Again without fanfare, in Part Three, “Aftermath,” she returns to conventional narrative, following the fate of Copernicus’ work long after his death, in 1543. Originally, she tells us, she intended the play to stand alone. Perhaps wisely — though unconventionally — she has provided needed context.
In 1539, when Copernicus was 66, an audacious young acolyte named Rheticus showed up on his doorstep. What happened over the next two years is crucial to Copernicus’ legacy but mostly lost to history. Sobel relies on available resources and her own imagination to create a moving, plausible account of how the reluctant old man was at last persuaded to offer his revolutionary sun-centered theory of the universe to a public that had no inkling the center was anything but Earth.
Copernicus had “leapt” to the idea in 1510, Sobel writes, “via intuition and mathematics.” Once the sun had replaced Earth as the center of the universe, “the planets snapped into a new logical order,” arraying themselves “outward from the Sun according to their speed of revolution.”
“Everything fit,” she continues. “No wonder the beauty of the system prevailed over the absurdity of the Earth’s motion.”
Sobel’s play-within-a-book opens with Rheticus asleep on Copernicus’ doorstep and then mistaking the old man for a thief.

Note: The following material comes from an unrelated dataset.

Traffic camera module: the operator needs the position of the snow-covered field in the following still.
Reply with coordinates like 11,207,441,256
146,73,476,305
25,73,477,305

She imagines the dialogue and interactions between Copernicus and his protege, as well as with the suspicious bishop; his devoted and alarmed housekeeper; and Franz, the young boy who serves as the bishop’s messenger and spy.
Shortly after, Copernicus discovers Rheticus and Franz in flagrante. Copernicus fears for his own life as well as Rheticus’ if the act is discovered, and sends him away. And this is where fact and dramaturgy seem to part ways.
Their work isn’t done, Rheticus protests, but Copernicus stands firm. As Rheticus leaves, the few completed chapters in hand, Copernicus appears to suffer a stroke: “May God be w… w…” he tries to say. “His right arm falls to his side,” according to the stage directions, “but he still clutches the manuscript to his chest with the left as he sinks into a chair.” Blackout.
In the following scene, Franz dashes to Copernicus’ bedside, the completed manuscript in hand. There is no indication how much time has passed, and we are left to believe that the stroke that would kill him is the one we have seen him suffer. As the pages are handed to Copernicus, he breathes his last.
It makes for good drama, but does it make for good history? Rheticus was accused by the father of a Leipzig student of practicing “upon him the shameful and cruel vice of sodomy,” so perhaps Sobel’s use of this particular indiscretion is justified. But Rheticus in fact did not stay away long. The Duke of Prussia granted him permission to return, and he and Copernicus worked together for two years.
The facts of the story, and Sobel’s elegant and authoritative writing, would have been sufficient unto themselves. The play is a clever device, but it raises more questions than it answers. She begins the chapter following the play this way: “No one knows what the brilliant, fervent young Rheticus said when he accosted the elderly beleaguered Copernicus in Frauenberg. It is safe to assume he did not laugh at the idea of the Earth in motion.” So why did she make Rheticus incredulous on hearing Copernicus’ theory?
A former reporter for The New York Times, Sobel is an elegant stylist, a riveting and efficient storyteller, a writer who can bring the dustiest of subjects to full-blooded life — poignant, in the case of Galileo; cautious but also loving, loyal and feisty in the case of Copernicus. Why fool with the facts, when they themselves are so compelling?